For an investor, understanding your appetite for risk and how to manage risk is vital. Here we look at three interconnected aspects of risk which need to be analysed to determine your specific risk profile. Investment solutions are then designed to correspond with your risk rating.
Risk tolerance is a subjective concept relating to the emotional or psychological aspect of risk and the extent to which a person is ‘willing’ to accept risk and the possibility of suffering financial loss for a possible higher investment gain. It also relates to resilience and the patience needed to be able to withstand investor uncertainty and volatile financial market conditions. Those with a lower tolerance for uncertainty tend to panic and may resort to selling at the wrong time and jeopardising the potential of the long-term investment strategy.
In the same way that risk tolerance differs from person to person, it may also vary during the lifetime of an individual depending on age, family scenario, income and financial goals.
It is the skill of the expert financial planner to blend these three elements of risk to customise investment strategies to suit each individual investor
Risk capacity looks at the extent to which an investor’s financial plan is strong enough to withstand certain negative events without entirely derailing their important investment goals. Investors with larger portfolios are more likely to have the capacity to take on greater investment risk and volatility.
Risk required refers to the level of risk that needs to be applied in the selection of the financial products that are chosen to meet the client’s financial goals.
It is the skill of the expert financial planner to blend these three elements of risk; risk tolerance (the human emotional element), risk capacity (total available financial resources) and risk required (financial goal aspect) to customise investment strategies to suit each individual investor with a view to achieving their investment goals.

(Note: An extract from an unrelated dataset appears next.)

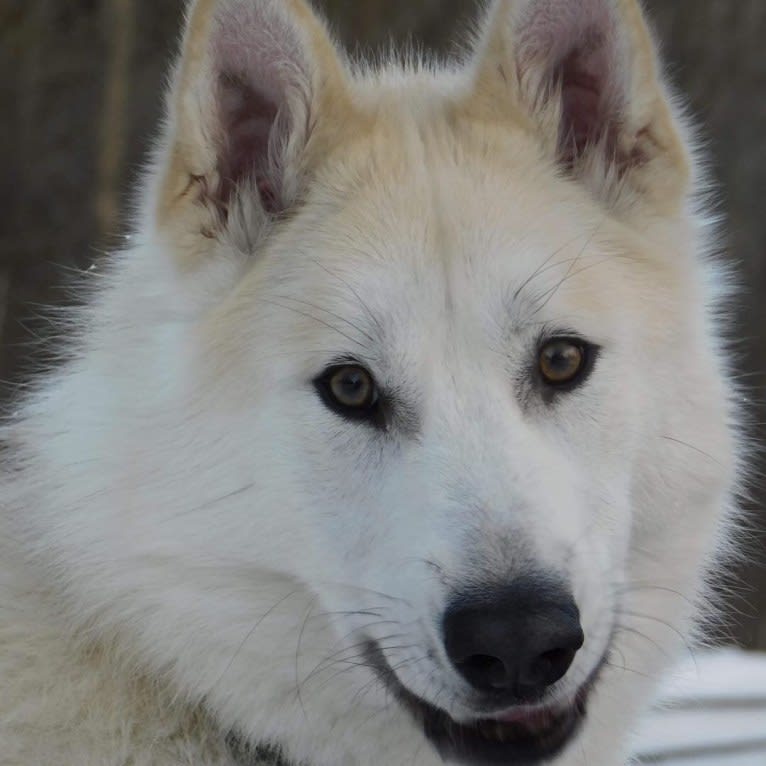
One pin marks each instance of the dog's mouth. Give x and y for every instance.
(525, 735)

Left alone, investors can become fearful in the face of short-term losses and sell when an advisor should coach them to hold their investment for the long run. Similarly, boosted by the confidence a star performing investment inspires, inexperienced investors often buy ‘yesterday’s winners’ at the top of the market. The result of unmanaged risk can have a disastrous effect on finances.
‘Following the herd’ is probably not in the best interests of financial survival
Most of us can recognise the pattern and can remember examples: the euphoria as everyone clambered to buy dot-com shares as the market peaked only to watch them fall like a lead balloon. We can’t blame ourselves. The ‘follow the herd’ mentality is hard wired into our psyche and ensured the survival of the species over millennia. But that is precisely why a partnership with a professional independent advisor is so valuable to successful long-term investing.